Don Keller posted in this thread.


----------



## american lockpicker (Dec 20, 2008)

I didn't know that the magnum star bulb used to be krypton. When did it change to xenon?


----------



## willrx (Dec 20, 2008)

Thanks for the pictures. Nice of you to think of us.


----------



## SG688 (Dec 20, 2008)

american lockpicker said:


> I didn't know that the magnum star bulb used to be krypton. When did it change to xenon?


 

Don't know. The one intact package I have in the parts drawer can't be very old; it says Krypton too.

This is from the early 1980's.


----------



## american lockpicker (Dec 20, 2008)

SG688 said:


> Don't know. The one intact package I have in the parts drawer can't be very old; it says Krypton too.
> 
> This is from the early 1980's.


 
Just out of curiosity is it made in Mexico or Hong Kong? Also what are the spacers for?


----------



## Illum (Dec 20, 2008)

american lockpicker said:


> Just out of curiosity is it made in Mexico or Hong Kong? Also what are the spacers for?

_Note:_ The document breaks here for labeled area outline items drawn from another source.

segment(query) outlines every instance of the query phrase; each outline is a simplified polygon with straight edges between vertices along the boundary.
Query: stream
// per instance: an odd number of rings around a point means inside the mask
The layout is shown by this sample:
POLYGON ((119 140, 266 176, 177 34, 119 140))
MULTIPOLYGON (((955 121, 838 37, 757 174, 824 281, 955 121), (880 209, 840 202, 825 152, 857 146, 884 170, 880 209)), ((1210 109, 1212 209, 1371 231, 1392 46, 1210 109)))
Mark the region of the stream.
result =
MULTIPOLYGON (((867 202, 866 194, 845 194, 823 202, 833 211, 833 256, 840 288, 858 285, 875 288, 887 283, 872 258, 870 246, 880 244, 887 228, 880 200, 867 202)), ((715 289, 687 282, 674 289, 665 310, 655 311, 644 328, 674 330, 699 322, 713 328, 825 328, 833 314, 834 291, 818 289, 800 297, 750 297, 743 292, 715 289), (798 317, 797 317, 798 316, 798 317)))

shims probably...sort of defeats the purpose of focusing if thats the case


----------



## SG688 (Dec 21, 2008)

The shims are for focusing non-adjustable lights, like the Kel-Lite.

Hong Kong ... but that may not be the original bulb to that package.


----------



## Burgess (Dec 21, 2008)

Interesting thread here ! :thumbsup:



BTW, i first saw the Mini-Maglite when it was shown

in the Eddie Bauer 1984 Christmas catalog.


I would sure love to see a "reprint" of that page !



Here is my full story:


https://www.candlepowerforums.com/threads/141266

_


----------



## Boudreaux (Oct 30, 2009)

Could these be re-posted?
When I click on the little red *X *I'm redirected to ImageOcean.net.......
Don't know what to do once I'm there to view photos.....
Maybe the problem is mine.... What should I do?


----------



## N10 (Oct 30, 2009)

can't see the pictures...


----------



## Boudreaux (Oct 30, 2009)

No, I can't see the pics!
For example in post #1, I just get 2 small squares with red x in them?
What shows for you?


----------



## N10 (Oct 31, 2009)

i don't even see the red crosses...lol....


----------



## download (Oct 31, 2009)




----------



## Boudreaux (Oct 31, 2009)

Tanks, Download!
 
Burgess, really cool story!


----------



## SG688 (Nov 5, 2009)

Sorry, Imageocean died. I'll get on it.


----------



## SG688 (Nov 5, 2009)




----------



## Boudreaux (Nov 22, 2009)

SG688,
Thanks! I really appreciate your effort to repost these!


----------